Devant des feux de planches, aux coins des décombres, Canadiens, Territoriaux, Français fraternisent, échangent des noms. D’autres, on ne leur demande rien, ils ne disent rien. Ils continuent à errer dans les rues, sans savoir s’arrêter. Ils sont épuisés. On entend au loin des coups de fusil, faibles comme des pétards d’écolier. Nous sommes à la dérive sur un pays inconnu, vers un temps incompréhensible. C’est toujours le même jour, la même nuit sans fin qui nous harcèlent. Il y a si longtemps que nous n’avons parlé. Si longtemps que nous n’avons prononcé un nom de femme. Nous haïssons la guerre au plus profond de nous-mêmes.
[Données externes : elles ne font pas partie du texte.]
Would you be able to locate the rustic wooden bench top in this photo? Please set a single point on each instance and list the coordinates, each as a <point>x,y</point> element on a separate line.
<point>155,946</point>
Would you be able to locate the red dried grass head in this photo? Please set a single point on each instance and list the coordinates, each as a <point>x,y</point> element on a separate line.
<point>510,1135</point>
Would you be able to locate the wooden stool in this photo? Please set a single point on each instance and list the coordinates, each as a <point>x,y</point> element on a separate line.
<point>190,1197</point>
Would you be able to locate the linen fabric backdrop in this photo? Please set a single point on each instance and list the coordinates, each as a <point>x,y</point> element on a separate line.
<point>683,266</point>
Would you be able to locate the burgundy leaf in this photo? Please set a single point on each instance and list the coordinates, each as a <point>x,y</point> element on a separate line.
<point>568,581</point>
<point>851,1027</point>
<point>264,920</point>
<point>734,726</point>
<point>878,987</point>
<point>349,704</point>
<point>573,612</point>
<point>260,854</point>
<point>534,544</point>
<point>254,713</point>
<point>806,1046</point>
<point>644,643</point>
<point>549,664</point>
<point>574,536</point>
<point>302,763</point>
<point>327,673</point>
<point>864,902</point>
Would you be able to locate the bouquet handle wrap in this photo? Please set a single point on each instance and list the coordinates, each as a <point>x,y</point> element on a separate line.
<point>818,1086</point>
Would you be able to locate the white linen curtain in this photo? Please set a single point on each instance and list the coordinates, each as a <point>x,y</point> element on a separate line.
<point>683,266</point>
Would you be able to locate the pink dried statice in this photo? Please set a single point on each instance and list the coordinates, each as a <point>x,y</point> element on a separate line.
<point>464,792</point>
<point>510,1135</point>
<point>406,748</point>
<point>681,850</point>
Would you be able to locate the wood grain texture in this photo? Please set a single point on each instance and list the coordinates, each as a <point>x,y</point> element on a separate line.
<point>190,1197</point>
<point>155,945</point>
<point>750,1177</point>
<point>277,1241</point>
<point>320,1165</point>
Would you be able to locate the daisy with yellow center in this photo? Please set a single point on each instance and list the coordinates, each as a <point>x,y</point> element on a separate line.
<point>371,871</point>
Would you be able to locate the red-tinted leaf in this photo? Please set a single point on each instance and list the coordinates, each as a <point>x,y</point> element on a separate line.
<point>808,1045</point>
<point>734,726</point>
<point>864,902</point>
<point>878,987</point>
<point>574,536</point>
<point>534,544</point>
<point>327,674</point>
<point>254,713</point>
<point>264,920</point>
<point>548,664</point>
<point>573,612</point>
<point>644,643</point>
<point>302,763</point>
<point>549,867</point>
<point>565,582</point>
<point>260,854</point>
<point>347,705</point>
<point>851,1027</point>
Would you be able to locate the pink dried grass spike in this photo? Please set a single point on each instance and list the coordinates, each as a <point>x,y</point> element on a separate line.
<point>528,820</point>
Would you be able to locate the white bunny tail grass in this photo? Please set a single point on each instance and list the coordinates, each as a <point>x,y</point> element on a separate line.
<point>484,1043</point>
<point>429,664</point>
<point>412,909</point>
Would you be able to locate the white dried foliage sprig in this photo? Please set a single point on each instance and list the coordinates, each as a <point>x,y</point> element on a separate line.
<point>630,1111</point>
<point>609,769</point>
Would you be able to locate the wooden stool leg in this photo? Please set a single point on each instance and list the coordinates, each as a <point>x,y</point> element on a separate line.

Partout, autour de nous, les rues crevées, les maisons effondrées. Sur la voie ferrée miraculeusement intacte, les wagons sont renversés, éventrés. Des corps sont accrochés aux machines, pareils à des pantins de chiffon. Dans les champs qui entourent le village, il y a des cadavres de chevaux à perte de vue, gros et noirs comme des éléphants morts. Les corbeaux voltigent au-dessus des charognes, leurs cris grinçants font sursauter les vivants. Entrent dans la ville des cohortes de prisonniers, lamentables, minés de maladies et de blessures. Avec eux, des mules, des chevaux boiteux, des ânes maigres. L’air est empoisonné : les fumées, l’odeur des cadavres. Une exhalaison de cave. Un obus allemand a rebouché un tunnel où des Français s’étaient abrités pour dormir. Un homme perdu cherche sa compagnie. Il s’accroche à moi, il répète : « Je suis du 110e d’infanterie. Du 110e. Vous savez où ils sont ? » Dans un trou d’obus, au pied de la chapelle en ruine, la Croix-Rouge a dressé une table, où morts et mourants sont entassés les uns sur les autres. Nous dormons dans la tranchée de Frégicourt, puis, la nuit suivante, dans la tranchée des Portes de Fer. Nous continuons notre marche dans la plaine. La nuit, les lumières minuscules des postes d’artillerie sont nos seuls repères. Sailly-Saillisel est devant nous, enveloppé d’un nuage noir pareil à celui d’un volcan. Le canon tonne tout près, au nord, sur les collines de Batack, au sud, dans le bois de Saint-Pierre-Vaast. Combats de rue dans les villages, la nuit, à la grenade, au fusil, au revolver. Des soupirails en ruine, les F.-M. balaient les carrefours, fauchent les hommes. J’entends le martèlement, je respire l’odeur de soufre, de phosphore, dans les nuages les ombres dansent. « Attention ! Ne tirez pas ! » Avec des hommes que je ne connais pas (Français ? Anglais de Haig ?) je suis recroquevillé dans un fossé. La boue. L’eau manque depuis des jours. La fièvre brûle mon corps, je suis secoué de vomissements. L’odeur acre emplit ma gorge, malgré moi je crie : « Les gaz ! Ce sont les gaz qui arrivent !… » Il me semble que je vois le sang couler, sans s’arrêter, inonder les trous, les fossés, entrer dans les maisons détruites, ruisseler sur les champs défoncés, à l’heure de l’aurore.